Je gaat dan wel op tour met grote namen maar evenwel reizen jullie nog heel België en Nederland rond om ergens in het hol van Pluto te gaan spelen. Waar blijf je die motivatie houden?
M: Omdat we het graag doen. Er is niets leuker dan live spelen.
‘The Path Against All Others’ kwam uit in volle corona periode. Jullie verkopen vooral heel wat cd’s tijdens shows. Kan je spreken van een serieuze financiële tegenslag?

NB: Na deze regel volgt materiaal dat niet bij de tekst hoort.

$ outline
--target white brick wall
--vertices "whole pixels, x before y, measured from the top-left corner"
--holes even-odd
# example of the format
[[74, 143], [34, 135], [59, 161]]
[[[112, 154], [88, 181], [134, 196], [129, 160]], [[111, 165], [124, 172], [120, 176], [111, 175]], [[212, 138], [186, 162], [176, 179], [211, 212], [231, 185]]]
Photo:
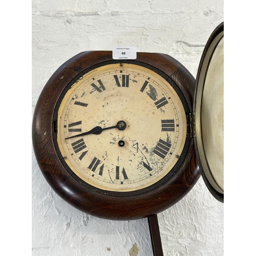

M: Als je alles bekijkt van afgelopen zestien jaar zonder de kosten van huidige cd zitten we op break- even. We zitten gezond. Ik geef enkel uit wat ik heb.
B: Soms zijn we wel wat enthousiast. We hebben een prachtig eindproduct. Nu moeten we er nog iets uithalen. Je kan maar uitgeven wat je hebt. Als je schulden maakt, moet je weten dat je eruit moet geraken. We kunnen daar niet op speculeren. We zijn geen Pro-pain die enkele duizenden euro voor een show krijgt en dan nog eens heel wat merchandise verkoopt.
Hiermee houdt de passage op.